第三百八十七話
会議に出た翌日から新学期が始まった。ホームルームの後学園長のお話をモニターを通じて聞き始業式が終わる。
前世では体育館に集まって話を聞いて、順番に教室に戻ってとやっていたから変に思ってしまう。まあ、俺は普通の公立学校だったから前世でも高い身分の人達が通うような私立だったら同じようにしていたかもしれないが。
「しかし驚いたよなぁ」
「ああ、まさかロシア帝国の皇帝陛下が亡命して来るなんてな」
教室の話題はロシア皇帝陛下の亡命一色となっている。それだけのインパクトがある事件なので仕方ない。
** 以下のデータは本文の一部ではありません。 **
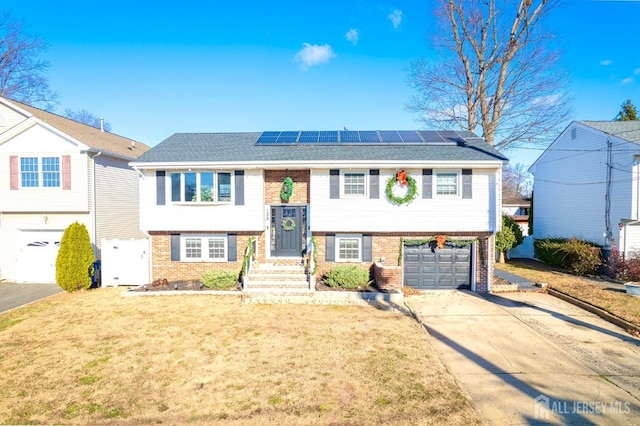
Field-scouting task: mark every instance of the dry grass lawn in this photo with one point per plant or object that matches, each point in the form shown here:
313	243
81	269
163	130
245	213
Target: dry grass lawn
95	357
595	291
「陸軍が保護したって聞いたけど、滝本君は陛下とお会いした?」
「いくら何でも軍属が皇帝陛下に謁見出来ないだろ」
陸軍の軍属だと知られている俺はクラスメートに囲まれて質問を浴びせられている。しかし無秩序に次々と言われるので対応出来ない。
「そう矢継ぎ早に言われても・・・あっ、来たな」
クラスメートを宥めようとした時、廊下から誰かが走ってくる音が響き入口の扉が乱暴に開かれた。
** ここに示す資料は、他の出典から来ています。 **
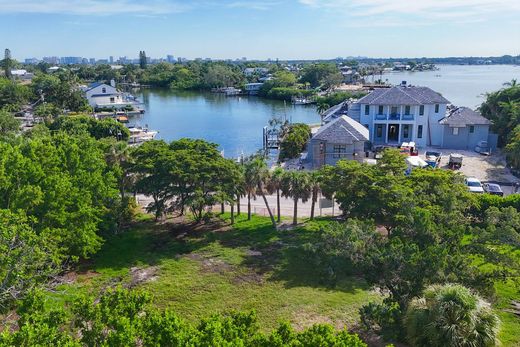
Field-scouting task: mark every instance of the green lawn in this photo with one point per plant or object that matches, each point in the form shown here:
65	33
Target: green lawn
250	266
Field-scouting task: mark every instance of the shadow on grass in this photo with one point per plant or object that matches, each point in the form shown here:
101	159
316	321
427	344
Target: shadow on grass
276	255
281	255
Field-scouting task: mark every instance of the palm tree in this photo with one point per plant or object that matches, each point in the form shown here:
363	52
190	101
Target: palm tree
274	185
249	184
314	180
296	185
321	108
451	315
256	176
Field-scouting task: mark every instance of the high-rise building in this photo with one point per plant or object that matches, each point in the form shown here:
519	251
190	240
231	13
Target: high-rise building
31	61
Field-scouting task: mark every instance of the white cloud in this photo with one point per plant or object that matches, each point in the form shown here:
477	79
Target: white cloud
93	7
392	11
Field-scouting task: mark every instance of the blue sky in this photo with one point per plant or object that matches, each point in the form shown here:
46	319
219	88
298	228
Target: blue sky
260	29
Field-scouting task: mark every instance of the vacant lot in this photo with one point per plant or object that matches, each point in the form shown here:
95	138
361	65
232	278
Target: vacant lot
204	271
198	271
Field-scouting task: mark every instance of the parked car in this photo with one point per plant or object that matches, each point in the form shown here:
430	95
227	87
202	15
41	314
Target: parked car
455	161
474	185
493	188
378	151
483	148
433	158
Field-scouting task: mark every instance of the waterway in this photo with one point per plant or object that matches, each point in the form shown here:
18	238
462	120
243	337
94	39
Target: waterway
235	123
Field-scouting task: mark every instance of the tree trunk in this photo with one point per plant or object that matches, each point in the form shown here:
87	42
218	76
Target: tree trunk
267	205
278	204
295	212
313	204
248	206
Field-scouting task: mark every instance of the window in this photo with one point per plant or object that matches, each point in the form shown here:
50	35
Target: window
339	150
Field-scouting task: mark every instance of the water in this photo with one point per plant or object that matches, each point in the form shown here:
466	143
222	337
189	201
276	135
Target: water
235	123
463	85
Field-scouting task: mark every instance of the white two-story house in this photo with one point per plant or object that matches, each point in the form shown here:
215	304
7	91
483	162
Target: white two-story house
402	114
104	96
「ちょっと、滝本様が皇帝陛下をお救いしたって聞いたけど本当なの!」
姿を現すなり爆弾発言をぶっ込んだのは鈴木さんだ。来るだろうとは思ったが、やはり駆け込んできたな。
「ああ、母さんの実家に行った帰りに広島観光していて偶々ね」
俺の答えを聞いたクラスメート一同は時が止まったかのように動きを止めた。次の展開が読めた俺は両手で耳を塞いだ。
「うっそだろ!皇帝陛下と皇女殿下をお救いしたのかよ!」
「なあなあ、皇女殿下は可愛かった?写真とか動画は撮ってないの?」
「うわぁ、それって勲章ものだろ。その時の様子を聞かせてくれよ!」
教室に居た全員が叫び、口々に話しかけて来る。みんな、あの音量でよく平気な顔してられるな。
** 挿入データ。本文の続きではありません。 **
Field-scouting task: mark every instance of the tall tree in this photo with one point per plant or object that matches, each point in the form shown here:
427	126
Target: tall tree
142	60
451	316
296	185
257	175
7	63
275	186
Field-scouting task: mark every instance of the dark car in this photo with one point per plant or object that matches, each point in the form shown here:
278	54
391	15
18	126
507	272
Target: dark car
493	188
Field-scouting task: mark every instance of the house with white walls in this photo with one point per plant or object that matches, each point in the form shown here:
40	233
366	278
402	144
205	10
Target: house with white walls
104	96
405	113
「写真や動画は無いよ。皇女殿下は凄く可愛かったと言っておく。勲章は・・・どうなんだろうね」
アーシャは掛け値無しで可愛かった。そんな彼女の姿を見せたりしたら騒動が大きくなるのは目に見えているので写真や動画は無いという事にしておく。
実際はニックやアーシャと一緒に動画を撮っているのだが、写っているのが玉藻なので見せるのは問題があるというのもある。
「謁見の口利きをしてもらうという訳には・・・」
「皇帝陛下の御身は陸軍から宮内省に移っているからね。今となっては難しいかな」
無理とは思いつつ期待もしていたのだろう。俺の言葉に鈴木さんは項垂れて教室から出て行ったのだった。
その後、クラスメートの質問に答え解放されるまで時間が掛かってしまった。一緒に帰る舞を待たせる事になるかと思いきや、舞もクラスメートに捕まっていたので待たせる事にはならなかった。